Another three died in separate flood-related incidents around the country, officials said earlier this week.

The government said it has opened hundreds of shelters for people displaced by the waters and sent food and relief to hard-hit districts in the country’s north region.

“More than two million people have been affected by the floods. Seventeen of the country’s 64 districts have been affected,” Kamrul Hasan, the secretary of the country’s disaster management ministry, said.

Hasan said the flood situation may worsen in the north over the coming days with the Brahmaputra, one of Bangladesh’s main waterways, flowing above danger levels in some areas.

In the worst-hit Kurigram district, eight out of nine rural towns have been marooned by flood water, local disaster and relief official Abdul Hye said.

“We live with floods here. But this year the water was very high.
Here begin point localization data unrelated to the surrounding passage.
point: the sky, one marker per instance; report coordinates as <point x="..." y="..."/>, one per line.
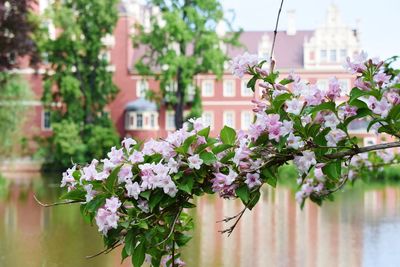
<point x="377" y="21"/>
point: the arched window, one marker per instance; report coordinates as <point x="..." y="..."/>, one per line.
<point x="142" y="86"/>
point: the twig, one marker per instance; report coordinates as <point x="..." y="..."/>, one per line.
<point x="172" y="228"/>
<point x="275" y="31"/>
<point x="54" y="204"/>
<point x="106" y="250"/>
<point x="230" y="229"/>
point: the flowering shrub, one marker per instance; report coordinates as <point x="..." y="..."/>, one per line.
<point x="139" y="194"/>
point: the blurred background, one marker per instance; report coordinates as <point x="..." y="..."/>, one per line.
<point x="77" y="76"/>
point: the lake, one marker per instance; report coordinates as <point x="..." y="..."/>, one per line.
<point x="361" y="228"/>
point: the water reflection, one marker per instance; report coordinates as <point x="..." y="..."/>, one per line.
<point x="361" y="228"/>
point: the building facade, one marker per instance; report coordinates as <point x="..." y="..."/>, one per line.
<point x="316" y="55"/>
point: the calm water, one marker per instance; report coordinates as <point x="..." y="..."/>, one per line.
<point x="361" y="228"/>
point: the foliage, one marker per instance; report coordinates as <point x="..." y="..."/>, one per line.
<point x="138" y="195"/>
<point x="183" y="41"/>
<point x="13" y="91"/>
<point x="79" y="81"/>
<point x="16" y="28"/>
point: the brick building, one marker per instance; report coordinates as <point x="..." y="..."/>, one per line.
<point x="317" y="55"/>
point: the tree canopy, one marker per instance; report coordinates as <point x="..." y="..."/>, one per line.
<point x="184" y="39"/>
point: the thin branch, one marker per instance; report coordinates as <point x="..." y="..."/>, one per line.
<point x="54" y="204"/>
<point x="275" y="31"/>
<point x="230" y="229"/>
<point x="355" y="151"/>
<point x="172" y="228"/>
<point x="106" y="250"/>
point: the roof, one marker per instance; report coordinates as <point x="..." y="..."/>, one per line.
<point x="288" y="48"/>
<point x="141" y="104"/>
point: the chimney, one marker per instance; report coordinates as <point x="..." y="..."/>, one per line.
<point x="291" y="17"/>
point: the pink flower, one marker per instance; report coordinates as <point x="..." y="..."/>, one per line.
<point x="106" y="219"/>
<point x="195" y="162"/>
<point x="294" y="106"/>
<point x="335" y="136"/>
<point x="136" y="157"/>
<point x="241" y="63"/>
<point x="303" y="163"/>
<point x="381" y="78"/>
<point x="358" y="64"/>
<point x="133" y="190"/>
<point x="89" y="173"/>
<point x="361" y="84"/>
<point x="112" y="204"/>
<point x="347" y="111"/>
<point x="334" y="90"/>
<point x="124" y="174"/>
<point x="116" y="156"/>
<point x="68" y="178"/>
<point x="331" y="121"/>
<point x="253" y="180"/>
<point x="294" y="142"/>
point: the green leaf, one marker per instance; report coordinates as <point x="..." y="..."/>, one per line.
<point x="228" y="135"/>
<point x="208" y="157"/>
<point x="269" y="175"/>
<point x="155" y="199"/>
<point x="130" y="241"/>
<point x="186" y="183"/>
<point x="243" y="193"/>
<point x="204" y="132"/>
<point x="139" y="254"/>
<point x="333" y="169"/>
<point x="75" y="195"/>
<point x="112" y="179"/>
<point x="221" y="148"/>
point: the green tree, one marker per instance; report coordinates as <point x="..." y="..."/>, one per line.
<point x="79" y="80"/>
<point x="183" y="41"/>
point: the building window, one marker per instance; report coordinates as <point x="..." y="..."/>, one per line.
<point x="170" y="120"/>
<point x="207" y="88"/>
<point x="344" y="85"/>
<point x="142" y="87"/>
<point x="246" y="119"/>
<point x="343" y="54"/>
<point x="208" y="118"/>
<point x="147" y="120"/>
<point x="323" y="55"/>
<point x="229" y="88"/>
<point x="322" y="84"/>
<point x="229" y="118"/>
<point x="46" y="120"/>
<point x="332" y="55"/>
<point x="244" y="90"/>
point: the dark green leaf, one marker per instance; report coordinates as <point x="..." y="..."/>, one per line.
<point x="228" y="135"/>
<point x="243" y="193"/>
<point x="139" y="254"/>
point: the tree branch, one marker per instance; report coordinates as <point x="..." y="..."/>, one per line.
<point x="54" y="204"/>
<point x="355" y="151"/>
<point x="275" y="31"/>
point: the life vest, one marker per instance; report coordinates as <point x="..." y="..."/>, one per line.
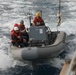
<point x="21" y="27"/>
<point x="38" y="21"/>
<point x="17" y="35"/>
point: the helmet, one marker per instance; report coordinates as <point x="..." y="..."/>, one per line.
<point x="38" y="14"/>
<point x="16" y="28"/>
<point x="21" y="21"/>
<point x="16" y="25"/>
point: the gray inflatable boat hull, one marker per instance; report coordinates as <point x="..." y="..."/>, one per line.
<point x="43" y="52"/>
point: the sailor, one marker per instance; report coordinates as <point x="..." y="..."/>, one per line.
<point x="16" y="38"/>
<point x="23" y="30"/>
<point x="38" y="21"/>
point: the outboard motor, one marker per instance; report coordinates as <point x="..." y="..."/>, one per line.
<point x="38" y="35"/>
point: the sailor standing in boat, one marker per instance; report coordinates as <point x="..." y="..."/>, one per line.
<point x="23" y="30"/>
<point x="38" y="21"/>
<point x="16" y="38"/>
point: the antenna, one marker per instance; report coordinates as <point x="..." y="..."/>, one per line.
<point x="59" y="15"/>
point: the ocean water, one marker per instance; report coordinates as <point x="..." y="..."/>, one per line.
<point x="12" y="11"/>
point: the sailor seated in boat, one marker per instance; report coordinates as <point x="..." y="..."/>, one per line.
<point x="23" y="30"/>
<point x="16" y="38"/>
<point x="38" y="21"/>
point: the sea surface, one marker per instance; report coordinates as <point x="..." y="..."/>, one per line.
<point x="12" y="11"/>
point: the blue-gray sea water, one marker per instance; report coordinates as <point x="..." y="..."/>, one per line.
<point x="12" y="11"/>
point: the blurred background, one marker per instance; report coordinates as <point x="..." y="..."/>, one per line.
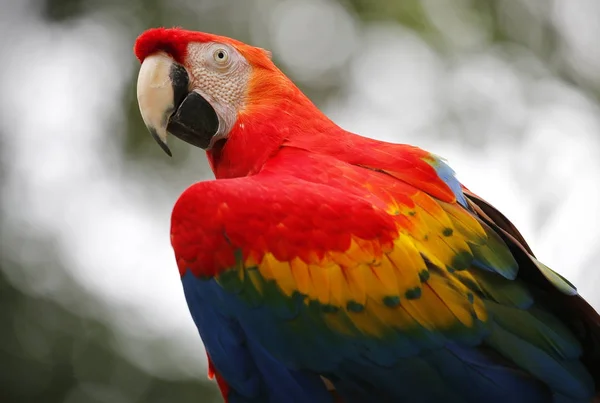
<point x="91" y="308"/>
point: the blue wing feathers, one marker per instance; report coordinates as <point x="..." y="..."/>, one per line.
<point x="451" y="373"/>
<point x="252" y="374"/>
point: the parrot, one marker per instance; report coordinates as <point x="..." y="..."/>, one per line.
<point x="324" y="266"/>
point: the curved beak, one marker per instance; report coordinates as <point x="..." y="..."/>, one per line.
<point x="168" y="106"/>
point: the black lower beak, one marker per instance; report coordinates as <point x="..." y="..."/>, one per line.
<point x="194" y="120"/>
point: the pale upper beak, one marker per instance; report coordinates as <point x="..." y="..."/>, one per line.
<point x="168" y="105"/>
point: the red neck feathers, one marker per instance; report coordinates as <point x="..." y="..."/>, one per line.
<point x="276" y="114"/>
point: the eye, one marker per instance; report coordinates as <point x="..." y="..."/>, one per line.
<point x="221" y="56"/>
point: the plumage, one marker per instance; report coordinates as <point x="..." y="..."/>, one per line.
<point x="318" y="254"/>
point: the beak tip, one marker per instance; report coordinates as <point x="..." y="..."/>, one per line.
<point x="160" y="141"/>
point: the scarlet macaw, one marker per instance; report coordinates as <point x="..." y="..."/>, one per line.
<point x="324" y="266"/>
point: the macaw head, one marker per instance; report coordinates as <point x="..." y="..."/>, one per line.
<point x="203" y="88"/>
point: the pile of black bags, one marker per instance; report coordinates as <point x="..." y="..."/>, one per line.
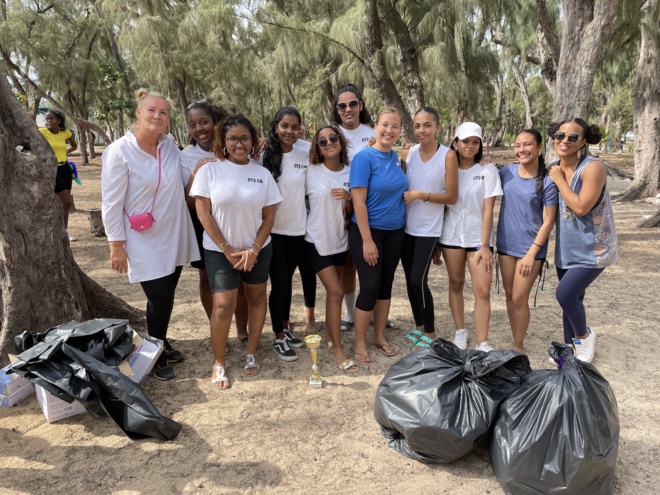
<point x="74" y="361"/>
<point x="550" y="431"/>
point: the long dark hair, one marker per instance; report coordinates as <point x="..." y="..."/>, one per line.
<point x="542" y="171"/>
<point x="221" y="128"/>
<point x="365" y="116"/>
<point x="217" y="114"/>
<point x="273" y="153"/>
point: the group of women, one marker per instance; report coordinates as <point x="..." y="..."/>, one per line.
<point x="340" y="205"/>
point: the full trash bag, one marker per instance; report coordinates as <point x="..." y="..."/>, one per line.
<point x="438" y="404"/>
<point x="558" y="433"/>
<point x="73" y="362"/>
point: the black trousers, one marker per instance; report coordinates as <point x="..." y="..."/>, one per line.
<point x="160" y="302"/>
<point x="376" y="281"/>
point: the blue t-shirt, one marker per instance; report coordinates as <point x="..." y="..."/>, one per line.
<point x="381" y="174"/>
<point x="521" y="213"/>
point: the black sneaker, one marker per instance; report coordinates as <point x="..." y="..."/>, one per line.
<point x="292" y="340"/>
<point x="283" y="351"/>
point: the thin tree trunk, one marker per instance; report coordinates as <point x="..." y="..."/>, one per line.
<point x="646" y="112"/>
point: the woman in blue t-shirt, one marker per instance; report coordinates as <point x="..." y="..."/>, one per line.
<point x="376" y="233"/>
<point x="526" y="218"/>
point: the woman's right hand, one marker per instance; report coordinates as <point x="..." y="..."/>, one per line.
<point x="370" y="252"/>
<point x="118" y="258"/>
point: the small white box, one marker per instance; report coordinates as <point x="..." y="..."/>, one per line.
<point x="13" y="388"/>
<point x="55" y="409"/>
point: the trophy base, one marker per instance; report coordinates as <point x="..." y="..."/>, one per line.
<point x="315" y="383"/>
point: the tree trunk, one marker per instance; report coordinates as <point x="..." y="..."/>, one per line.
<point x="646" y="111"/>
<point x="40" y="283"/>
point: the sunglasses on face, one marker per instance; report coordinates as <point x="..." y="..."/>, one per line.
<point x="342" y="106"/>
<point x="323" y="142"/>
<point x="572" y="138"/>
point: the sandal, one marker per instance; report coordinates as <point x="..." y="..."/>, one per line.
<point x="252" y="364"/>
<point x="220" y="376"/>
<point x="411" y="338"/>
<point x="422" y="343"/>
<point x="349" y="366"/>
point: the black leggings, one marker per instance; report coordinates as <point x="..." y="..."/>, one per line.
<point x="160" y="301"/>
<point x="416" y="261"/>
<point x="289" y="252"/>
<point x="376" y="281"/>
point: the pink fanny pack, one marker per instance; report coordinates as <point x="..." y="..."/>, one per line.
<point x="144" y="221"/>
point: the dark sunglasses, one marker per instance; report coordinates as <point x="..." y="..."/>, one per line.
<point x="352" y="104"/>
<point x="323" y="142"/>
<point x="572" y="138"/>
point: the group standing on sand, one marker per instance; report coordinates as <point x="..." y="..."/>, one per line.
<point x="243" y="210"/>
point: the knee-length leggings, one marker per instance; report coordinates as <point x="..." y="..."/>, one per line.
<point x="573" y="283"/>
<point x="416" y="261"/>
<point x="376" y="281"/>
<point x="289" y="252"/>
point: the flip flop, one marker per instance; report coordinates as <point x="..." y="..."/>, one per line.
<point x="383" y="351"/>
<point x="412" y="338"/>
<point x="422" y="343"/>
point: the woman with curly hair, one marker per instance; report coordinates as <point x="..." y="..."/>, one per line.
<point x="327" y="189"/>
<point x="235" y="199"/>
<point x="586" y="238"/>
<point x="287" y="165"/>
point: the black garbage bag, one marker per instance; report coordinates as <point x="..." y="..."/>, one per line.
<point x="72" y="361"/>
<point x="558" y="433"/>
<point x="437" y="404"/>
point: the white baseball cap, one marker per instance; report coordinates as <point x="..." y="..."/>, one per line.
<point x="468" y="129"/>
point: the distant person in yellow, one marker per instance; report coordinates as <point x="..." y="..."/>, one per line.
<point x="58" y="136"/>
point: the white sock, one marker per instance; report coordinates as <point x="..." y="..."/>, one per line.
<point x="349" y="301"/>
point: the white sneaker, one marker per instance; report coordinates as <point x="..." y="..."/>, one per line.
<point x="460" y="339"/>
<point x="586" y="348"/>
<point x="484" y="347"/>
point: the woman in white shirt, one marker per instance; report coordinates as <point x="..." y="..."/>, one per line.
<point x="432" y="173"/>
<point x="327" y="186"/>
<point x="287" y="164"/>
<point x="142" y="175"/>
<point x="467" y="234"/>
<point x="235" y="199"/>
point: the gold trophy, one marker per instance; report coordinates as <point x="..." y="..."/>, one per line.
<point x="313" y="342"/>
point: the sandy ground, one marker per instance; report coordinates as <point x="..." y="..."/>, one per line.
<point x="273" y="435"/>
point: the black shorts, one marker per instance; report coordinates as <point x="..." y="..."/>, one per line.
<point x="469" y="250"/>
<point x="64" y="178"/>
<point x="199" y="235"/>
<point x="223" y="277"/>
<point x="320" y="262"/>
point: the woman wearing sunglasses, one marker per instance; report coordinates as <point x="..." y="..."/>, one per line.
<point x="326" y="239"/>
<point x="527" y="214"/>
<point x="376" y="233"/>
<point x="586" y="238"/>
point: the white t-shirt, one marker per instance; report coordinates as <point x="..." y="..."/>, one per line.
<point x="424" y="219"/>
<point x="325" y="222"/>
<point x="291" y="213"/>
<point x="463" y="220"/>
<point x="191" y="155"/>
<point x="129" y="178"/>
<point x="238" y="194"/>
<point x="357" y="139"/>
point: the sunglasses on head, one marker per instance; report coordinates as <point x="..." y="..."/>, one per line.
<point x="323" y="142"/>
<point x="352" y="104"/>
<point x="572" y="138"/>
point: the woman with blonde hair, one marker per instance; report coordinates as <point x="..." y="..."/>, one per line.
<point x="145" y="217"/>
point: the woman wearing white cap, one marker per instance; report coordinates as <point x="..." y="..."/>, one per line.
<point x="467" y="234"/>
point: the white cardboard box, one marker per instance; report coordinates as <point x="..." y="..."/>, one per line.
<point x="56" y="409"/>
<point x="13" y="388"/>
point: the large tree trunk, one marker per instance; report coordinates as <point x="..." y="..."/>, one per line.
<point x="646" y="111"/>
<point x="40" y="283"/>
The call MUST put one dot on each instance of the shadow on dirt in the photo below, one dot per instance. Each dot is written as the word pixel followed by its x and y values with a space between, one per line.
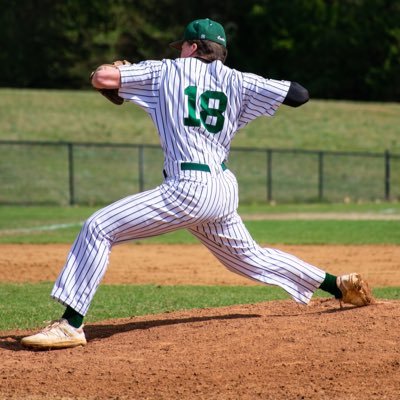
pixel 95 332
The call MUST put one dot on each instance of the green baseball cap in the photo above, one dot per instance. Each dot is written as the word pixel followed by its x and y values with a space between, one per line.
pixel 202 29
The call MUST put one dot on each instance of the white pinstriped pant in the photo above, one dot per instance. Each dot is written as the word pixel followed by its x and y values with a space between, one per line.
pixel 203 203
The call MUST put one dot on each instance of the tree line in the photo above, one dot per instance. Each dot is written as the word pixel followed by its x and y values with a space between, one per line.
pixel 338 49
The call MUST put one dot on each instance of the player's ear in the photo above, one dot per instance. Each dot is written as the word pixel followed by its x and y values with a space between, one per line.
pixel 193 48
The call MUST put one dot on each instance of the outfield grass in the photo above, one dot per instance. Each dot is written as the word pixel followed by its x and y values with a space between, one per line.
pixel 62 224
pixel 26 306
pixel 86 116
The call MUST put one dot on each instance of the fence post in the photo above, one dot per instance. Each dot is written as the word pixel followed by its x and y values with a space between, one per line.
pixel 320 175
pixel 269 175
pixel 141 169
pixel 71 174
pixel 387 175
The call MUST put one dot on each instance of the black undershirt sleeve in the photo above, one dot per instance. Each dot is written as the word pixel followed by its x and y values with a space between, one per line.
pixel 296 96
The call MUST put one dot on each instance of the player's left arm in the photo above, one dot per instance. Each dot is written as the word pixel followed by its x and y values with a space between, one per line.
pixel 296 95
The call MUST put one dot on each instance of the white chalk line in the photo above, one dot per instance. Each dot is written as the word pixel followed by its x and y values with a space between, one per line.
pixel 42 228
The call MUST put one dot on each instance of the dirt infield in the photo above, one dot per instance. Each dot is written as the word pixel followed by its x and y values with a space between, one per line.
pixel 274 350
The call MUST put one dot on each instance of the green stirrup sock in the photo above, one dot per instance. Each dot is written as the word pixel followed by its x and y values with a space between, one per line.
pixel 75 319
pixel 329 285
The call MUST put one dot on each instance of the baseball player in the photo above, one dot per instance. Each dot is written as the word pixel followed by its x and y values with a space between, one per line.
pixel 197 105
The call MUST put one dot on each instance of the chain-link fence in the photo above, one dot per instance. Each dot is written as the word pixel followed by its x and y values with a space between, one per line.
pixel 99 173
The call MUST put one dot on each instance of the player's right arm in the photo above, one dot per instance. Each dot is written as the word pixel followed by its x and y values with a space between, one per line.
pixel 296 95
pixel 106 77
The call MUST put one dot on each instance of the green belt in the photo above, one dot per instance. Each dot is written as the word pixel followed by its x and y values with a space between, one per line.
pixel 199 167
pixel 196 167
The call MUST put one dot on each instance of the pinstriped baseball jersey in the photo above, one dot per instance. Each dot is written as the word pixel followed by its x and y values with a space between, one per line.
pixel 197 108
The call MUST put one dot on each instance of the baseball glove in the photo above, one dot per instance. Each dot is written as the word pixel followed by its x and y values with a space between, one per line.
pixel 355 290
pixel 111 94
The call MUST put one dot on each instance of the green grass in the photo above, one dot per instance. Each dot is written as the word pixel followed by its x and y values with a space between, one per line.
pixel 86 116
pixel 31 304
pixel 62 224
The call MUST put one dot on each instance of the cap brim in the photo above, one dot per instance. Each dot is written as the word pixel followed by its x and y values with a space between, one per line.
pixel 177 44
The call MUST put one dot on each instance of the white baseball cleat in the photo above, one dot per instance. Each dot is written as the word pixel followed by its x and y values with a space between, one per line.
pixel 58 335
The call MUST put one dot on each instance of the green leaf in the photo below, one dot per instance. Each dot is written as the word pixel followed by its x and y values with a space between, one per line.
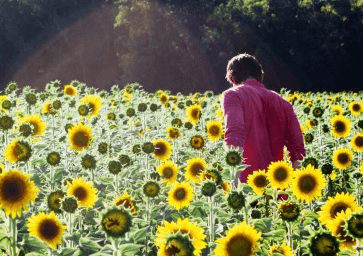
pixel 275 233
pixel 71 252
pixel 140 234
pixel 89 245
pixel 129 249
pixel 32 243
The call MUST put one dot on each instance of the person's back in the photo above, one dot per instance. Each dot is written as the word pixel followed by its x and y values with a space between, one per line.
pixel 260 121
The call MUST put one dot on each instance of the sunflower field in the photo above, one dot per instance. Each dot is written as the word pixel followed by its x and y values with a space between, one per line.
pixel 128 172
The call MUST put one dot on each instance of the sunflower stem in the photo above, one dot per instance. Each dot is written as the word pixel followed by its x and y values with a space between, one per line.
pixel 13 223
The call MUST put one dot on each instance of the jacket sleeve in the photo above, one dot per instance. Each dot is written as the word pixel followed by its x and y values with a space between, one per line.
pixel 294 141
pixel 234 119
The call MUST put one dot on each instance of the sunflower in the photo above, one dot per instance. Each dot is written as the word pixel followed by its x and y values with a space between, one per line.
pixel 283 249
pixel 289 211
pixel 357 142
pixel 337 110
pixel 162 150
pixel 116 222
pixel 341 202
pixel 80 137
pixel 214 130
pixel 194 168
pixel 194 113
pixel 225 186
pixel 169 171
pixel 242 239
pixel 163 98
pixel 340 126
pixel 197 142
pixel 280 174
pixel 70 90
pixel 180 195
pixel 342 158
pixel 324 244
pixel 48 109
pixel 95 103
pixel 173 133
pixel 83 191
pixel 354 225
pixel 257 181
pixel 126 201
pixel 336 226
pixel 47 228
pixel 18 151
pixel 308 184
pixel 54 201
pixel 16 192
pixel 196 233
pixel 356 107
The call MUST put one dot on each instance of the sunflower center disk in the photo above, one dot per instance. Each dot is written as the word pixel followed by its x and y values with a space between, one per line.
pixel 80 193
pixel 81 139
pixel 338 208
pixel 343 158
pixel 280 174
pixel 339 126
pixel 13 189
pixel 167 173
pixel 307 184
pixel 48 229
pixel 180 194
pixel 239 246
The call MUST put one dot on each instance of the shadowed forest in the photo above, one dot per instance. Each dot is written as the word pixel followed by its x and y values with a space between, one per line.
pixel 181 46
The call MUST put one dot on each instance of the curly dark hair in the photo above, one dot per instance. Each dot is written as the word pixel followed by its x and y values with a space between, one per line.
pixel 243 66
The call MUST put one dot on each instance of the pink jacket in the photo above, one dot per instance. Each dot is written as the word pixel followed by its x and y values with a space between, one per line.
pixel 262 122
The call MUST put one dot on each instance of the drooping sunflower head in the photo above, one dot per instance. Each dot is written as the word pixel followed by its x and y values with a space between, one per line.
pixel 18 151
pixel 283 249
pixel 16 192
pixel 355 107
pixel 289 211
pixel 197 142
pixel 342 158
pixel 194 113
pixel 54 201
pixel 151 189
pixel 80 137
pixel 127 202
pixel 169 171
pixel 116 222
pixel 53 158
pixel 162 150
pixel 84 192
pixel 258 181
pixel 340 126
pixel 280 174
pixel 95 103
pixel 233 158
pixel 172 133
pixel 341 202
pixel 195 167
pixel 180 195
pixel 242 239
pixel 70 90
pixel 324 244
pixel 308 184
pixel 336 226
pixel 214 130
pixel 213 175
pixel 357 142
pixel 354 225
pixel 47 228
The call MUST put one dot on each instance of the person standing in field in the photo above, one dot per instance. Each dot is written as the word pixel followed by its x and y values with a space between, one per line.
pixel 258 121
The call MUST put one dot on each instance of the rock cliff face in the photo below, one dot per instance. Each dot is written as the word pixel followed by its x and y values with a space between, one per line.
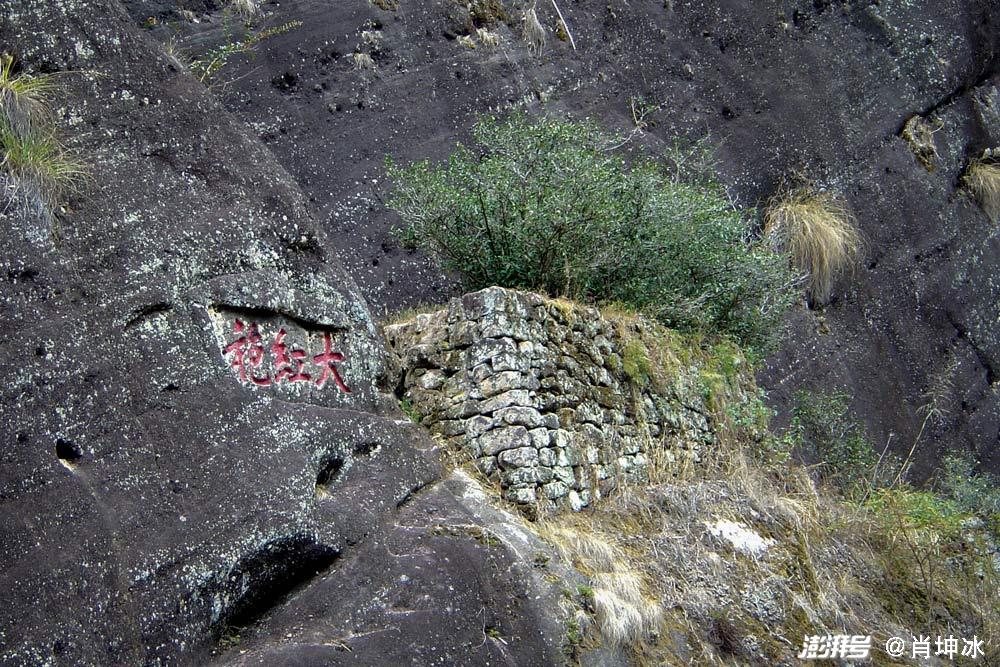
pixel 195 420
pixel 538 392
pixel 202 456
pixel 818 88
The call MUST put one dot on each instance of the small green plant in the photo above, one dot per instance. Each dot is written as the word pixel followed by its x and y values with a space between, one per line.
pixel 818 232
pixel 977 494
pixel 37 167
pixel 826 433
pixel 574 636
pixel 245 8
pixel 407 407
pixel 553 205
pixel 635 362
pixel 207 66
pixel 38 160
pixel 23 98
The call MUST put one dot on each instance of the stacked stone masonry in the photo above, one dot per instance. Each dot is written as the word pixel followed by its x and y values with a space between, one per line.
pixel 536 392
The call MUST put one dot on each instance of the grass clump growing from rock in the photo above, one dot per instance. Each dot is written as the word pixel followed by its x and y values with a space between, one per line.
pixel 35 166
pixel 982 179
pixel 554 205
pixel 819 234
pixel 23 98
pixel 38 161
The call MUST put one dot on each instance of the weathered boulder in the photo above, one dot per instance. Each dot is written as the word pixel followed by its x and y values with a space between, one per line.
pixel 814 87
pixel 195 420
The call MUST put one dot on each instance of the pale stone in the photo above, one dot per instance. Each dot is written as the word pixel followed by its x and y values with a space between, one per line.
pixel 578 500
pixel 518 397
pixel 477 425
pixel 502 439
pixel 539 438
pixel 505 381
pixel 516 415
pixel 432 379
pixel 547 457
pixel 522 496
pixel 487 465
pixel 521 457
pixel 554 490
pixel 564 474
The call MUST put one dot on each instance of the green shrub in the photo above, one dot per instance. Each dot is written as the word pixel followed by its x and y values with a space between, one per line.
pixel 825 432
pixel 977 494
pixel 554 205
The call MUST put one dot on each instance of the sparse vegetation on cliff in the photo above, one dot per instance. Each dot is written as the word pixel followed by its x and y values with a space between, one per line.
pixel 982 179
pixel 818 232
pixel 553 205
pixel 36 166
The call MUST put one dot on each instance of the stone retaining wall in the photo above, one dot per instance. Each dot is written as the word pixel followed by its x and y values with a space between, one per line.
pixel 536 391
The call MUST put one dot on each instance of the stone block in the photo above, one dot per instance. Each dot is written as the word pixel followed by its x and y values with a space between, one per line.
pixel 519 416
pixel 515 397
pixel 520 457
In three days, Brahmaputra rose by six to eight feet (2-2.5 metres),” Abdul Gafur, a local councillor in the district, said.

“Flood water has inundated more than 80 per cent of homes in my area. We are trying to deliver food, especially rice and edible oil. But there is a drinking water crisis.”

Bangladesh is in the middle of the annual summer monsoon, which brings South Asia 70-80 per cent of its annual rainfall, as well as regular deaths and destruction due to flooding and landslides.

The rainfall is hard to forecast and varies considerably, but scientists say climate change is making the monsoon stronger and more erratic.